In this May 23, 2019 file photo, the U.S. Supreme Court building at dusk on Capitol Hill in Washington. (AP Photo/Patrick Semansky, File)

The state would have to change its law and any future cases would be affected. Additionally those pending cases that have either not gone to a jury or finalized its way through the appeals process would also be affected.

However, Kaplan said, any case previously decided by a non-unanimous jury would not be affected. ‘Ramos’ would be the law for future or pending cases only.

Both sides presented their arguments to the justices on the Supreme Court Monday and Kaplan told KOIN 6 News a lot of the discussion centered on the legal term stare decisis, that is, following previous decisions. If ‘Ramos’ is successful it would overturn a 1972 Supreme Court ruling.

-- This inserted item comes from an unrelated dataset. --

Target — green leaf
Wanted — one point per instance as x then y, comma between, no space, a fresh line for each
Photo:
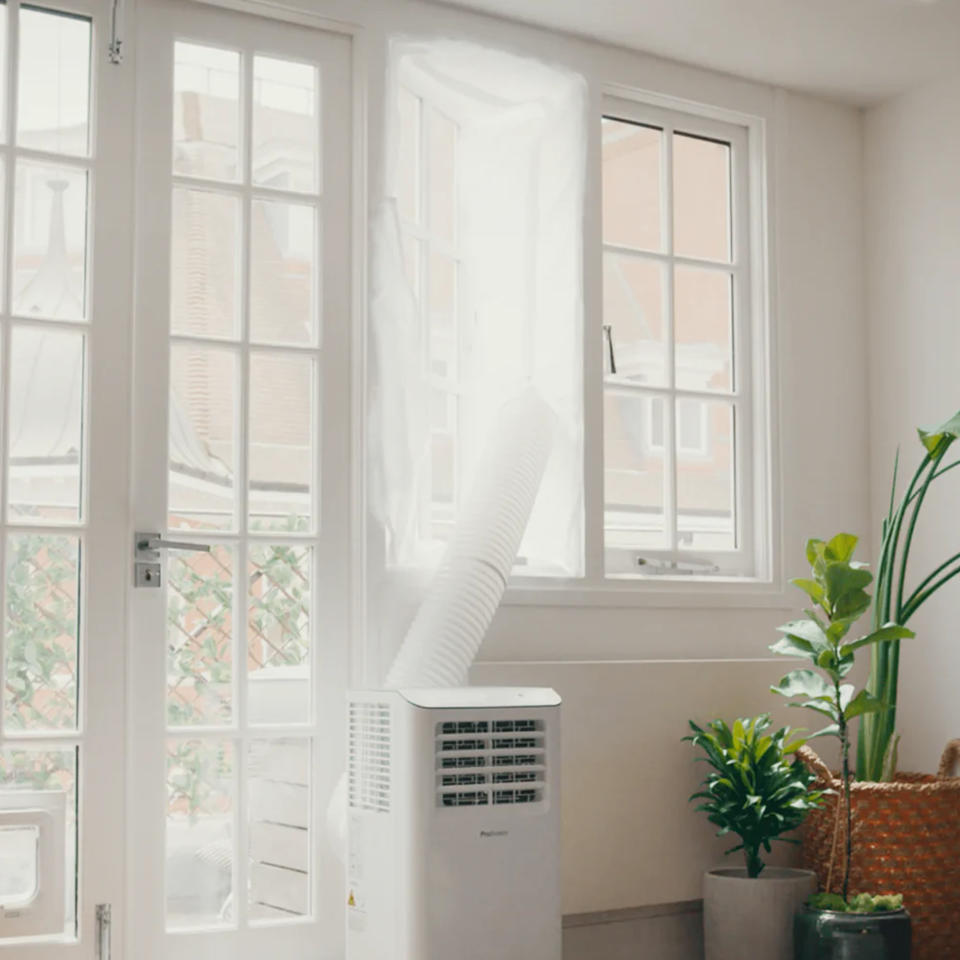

Justices Neil Gorsuch and Brett Kavanaugh brought up the fact that defendants convicted by non-unanimous juries would have been acquitted in any other state, Kaplan said. Kavanaugh and others brought up the racist origins of the non-unanimous jury laws, as well.

Oregon switched from unanimous juries to non-unanimous verdicts by ballot measure in 1934, she said.

Even if the Supreme Court rules against ‘Ramos,’ she said Oregon should change the law. A proposal in the 2018 legislature to put it on the ballot for voters died in the legislature, she said.

A decision on Ramos vs Louisiana is expected sometime between December and February, Kaplan said.